Introduction to TEE

A Trusted Execution Environment (TEE) is engineered to assure the confidentiality and integrity of computations. It constitutes an isolated compartment capable of storing sensitive data and issuing attestations to verify the accuracy of computations. In practice, Intel SGX and ARM Trustzone are popular candidates of TEE.

Key Characteristics of TEE:

• Isolation: Code and data inside the TEE are isolated from the rest of the system.

• Integrity: Ensures that the computations performed are not tampered with.

• Confidentiality: Protects sensitive data from being exposed during computation.

Although a few side-channel attacks have been explored against those TEE candidates, new designs and fixes are proposed on a monthly basis.
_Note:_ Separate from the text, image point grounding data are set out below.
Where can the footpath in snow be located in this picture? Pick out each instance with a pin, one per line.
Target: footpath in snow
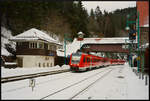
(120, 83)
(5, 72)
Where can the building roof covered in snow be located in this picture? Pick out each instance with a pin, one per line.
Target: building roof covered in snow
(34, 34)
(115, 40)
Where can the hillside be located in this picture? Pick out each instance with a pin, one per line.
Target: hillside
(63, 18)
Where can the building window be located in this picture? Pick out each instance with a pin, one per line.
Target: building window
(32, 45)
(49, 47)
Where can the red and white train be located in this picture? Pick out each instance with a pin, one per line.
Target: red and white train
(82, 61)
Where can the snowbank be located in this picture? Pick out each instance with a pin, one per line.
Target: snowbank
(22, 71)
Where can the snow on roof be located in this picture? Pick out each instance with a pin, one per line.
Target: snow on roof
(34, 34)
(115, 40)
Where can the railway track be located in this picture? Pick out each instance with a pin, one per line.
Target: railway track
(70, 87)
(27, 76)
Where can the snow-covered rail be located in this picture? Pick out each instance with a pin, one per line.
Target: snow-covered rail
(27, 76)
(85, 83)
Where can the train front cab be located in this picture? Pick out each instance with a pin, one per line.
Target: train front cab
(76, 62)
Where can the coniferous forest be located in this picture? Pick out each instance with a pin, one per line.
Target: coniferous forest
(63, 17)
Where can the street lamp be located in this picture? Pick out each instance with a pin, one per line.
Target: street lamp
(66, 39)
(80, 37)
(138, 35)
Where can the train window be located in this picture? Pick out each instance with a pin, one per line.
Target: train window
(88, 60)
(39, 65)
(43, 64)
(75, 58)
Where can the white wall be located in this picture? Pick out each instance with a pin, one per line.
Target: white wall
(35, 61)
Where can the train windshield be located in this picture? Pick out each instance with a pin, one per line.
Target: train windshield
(75, 58)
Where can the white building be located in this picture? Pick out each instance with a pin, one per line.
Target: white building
(35, 48)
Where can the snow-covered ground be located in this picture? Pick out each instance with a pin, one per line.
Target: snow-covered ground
(120, 83)
(5, 72)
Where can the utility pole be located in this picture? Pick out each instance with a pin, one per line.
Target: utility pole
(138, 39)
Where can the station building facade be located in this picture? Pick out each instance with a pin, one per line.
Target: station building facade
(35, 48)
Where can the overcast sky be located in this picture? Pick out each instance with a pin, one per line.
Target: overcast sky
(109, 6)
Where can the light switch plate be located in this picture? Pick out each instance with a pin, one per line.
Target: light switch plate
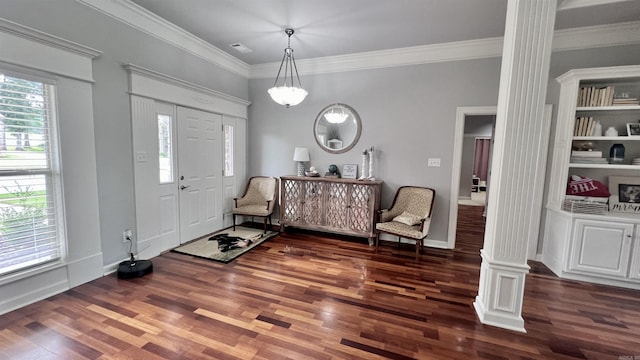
(141, 156)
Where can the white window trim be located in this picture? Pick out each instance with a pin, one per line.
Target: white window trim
(70, 64)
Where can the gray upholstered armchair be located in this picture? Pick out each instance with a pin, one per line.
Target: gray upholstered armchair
(409, 216)
(258, 200)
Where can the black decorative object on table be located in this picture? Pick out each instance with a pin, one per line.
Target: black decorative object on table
(616, 154)
(332, 171)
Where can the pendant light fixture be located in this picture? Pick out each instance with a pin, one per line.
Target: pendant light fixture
(288, 95)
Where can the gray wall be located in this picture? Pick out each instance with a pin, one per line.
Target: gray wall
(408, 115)
(120, 45)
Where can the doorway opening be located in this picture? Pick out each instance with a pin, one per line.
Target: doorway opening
(470, 222)
(474, 182)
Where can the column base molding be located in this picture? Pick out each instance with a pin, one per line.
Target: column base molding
(500, 295)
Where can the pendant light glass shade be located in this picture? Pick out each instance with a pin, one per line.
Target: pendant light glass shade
(288, 94)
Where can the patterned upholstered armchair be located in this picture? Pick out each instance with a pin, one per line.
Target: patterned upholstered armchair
(409, 216)
(258, 200)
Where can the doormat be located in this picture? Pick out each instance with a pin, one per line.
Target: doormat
(225, 245)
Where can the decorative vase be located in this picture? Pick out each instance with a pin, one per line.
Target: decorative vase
(371, 160)
(616, 154)
(365, 164)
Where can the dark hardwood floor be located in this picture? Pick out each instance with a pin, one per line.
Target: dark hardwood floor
(304, 295)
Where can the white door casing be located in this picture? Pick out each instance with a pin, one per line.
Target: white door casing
(199, 173)
(156, 203)
(233, 183)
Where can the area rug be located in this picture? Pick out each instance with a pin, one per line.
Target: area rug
(227, 244)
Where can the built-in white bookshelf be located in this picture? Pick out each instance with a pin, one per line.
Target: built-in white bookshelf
(602, 246)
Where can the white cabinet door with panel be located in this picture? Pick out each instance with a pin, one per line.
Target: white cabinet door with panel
(634, 267)
(601, 248)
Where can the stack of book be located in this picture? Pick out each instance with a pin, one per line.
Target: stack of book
(585, 126)
(587, 157)
(585, 204)
(626, 101)
(595, 96)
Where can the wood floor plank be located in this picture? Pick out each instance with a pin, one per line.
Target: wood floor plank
(305, 295)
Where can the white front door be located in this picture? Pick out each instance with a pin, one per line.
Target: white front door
(199, 173)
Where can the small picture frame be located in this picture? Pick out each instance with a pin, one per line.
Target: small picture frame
(349, 171)
(625, 194)
(633, 129)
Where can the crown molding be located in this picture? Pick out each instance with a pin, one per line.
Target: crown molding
(454, 51)
(139, 18)
(574, 4)
(564, 40)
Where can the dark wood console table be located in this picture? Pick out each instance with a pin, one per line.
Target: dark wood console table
(344, 206)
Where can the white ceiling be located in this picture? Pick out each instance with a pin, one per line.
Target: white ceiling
(339, 27)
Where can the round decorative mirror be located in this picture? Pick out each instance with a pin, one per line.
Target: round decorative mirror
(337, 128)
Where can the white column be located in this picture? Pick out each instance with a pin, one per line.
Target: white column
(516, 153)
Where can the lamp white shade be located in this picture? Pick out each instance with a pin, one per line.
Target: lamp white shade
(301, 154)
(287, 95)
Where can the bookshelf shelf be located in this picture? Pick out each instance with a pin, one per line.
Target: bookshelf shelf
(605, 166)
(607, 138)
(609, 108)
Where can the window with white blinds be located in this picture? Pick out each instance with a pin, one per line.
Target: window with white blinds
(28, 216)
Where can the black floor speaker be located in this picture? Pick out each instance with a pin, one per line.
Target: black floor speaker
(134, 269)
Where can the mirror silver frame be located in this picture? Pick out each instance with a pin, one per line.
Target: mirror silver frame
(336, 145)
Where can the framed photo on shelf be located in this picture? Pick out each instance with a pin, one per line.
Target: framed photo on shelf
(625, 194)
(349, 171)
(633, 129)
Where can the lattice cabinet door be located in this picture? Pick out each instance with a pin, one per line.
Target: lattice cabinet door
(291, 201)
(312, 207)
(337, 205)
(361, 198)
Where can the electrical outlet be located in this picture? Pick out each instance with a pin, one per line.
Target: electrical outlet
(127, 235)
Hence, We uses TEE as an acceptable hardware shield to ensure privacy and logical correctness of key component data. In our research, our benchmarks are executed on the Intel SGX platform for its readily deployed remote attestation infrastructure; however, we emphasize that our protocol can also be implemented on any other TEE platforms.

Device remote Attestation

Device remote attestation is a crucial security process that allows a relying party, such as a server or service, to verify the authenticity of a specific device. In the context of cybersecurity, attestation serves as a means to ensure that a device is genuine, has not been tampered with, and is operating as expected. This process is particularly important for devices that play a critical role in user authentication and data protection, such as hardware security keys.

The attestation process typically involves the generation of an attestation statement by the device, which includes a cryptographic signature and other metadata. The relying party then verifies the attestation statement by checking the cryptographic signature and metadata, confirming that the statement came from a genuine device. This verification process provides an added layer of security, ensuring that only trusted devices can access sensitive information and services.

On-chain Device Remote Attestation

In the traditional device attestation process, a relying party, such as a server or service, is responsible for verifying the authenticity of a device. However, this approach has limitations in terms of transparency and accessibility. To address these issues, we have implemented a novel approach by replacing the relying party with an on-chain contract. In this new model, the attestation statement generated by the device is verified and stored on a blockchain. This approach offers several advantages:

• It provides a transparent and tamper-proof record of the attestation, as the attestation statement is immutably stored on the blockchain.

• It allows anyone to publicly access and verify the attestation statement, enhancing the trustworthiness of the attestation process.

By leveraging the decentralized and secure nature of blockchain technology, we can ensure that the device attestation process is more robust, transparent, and accessible to all.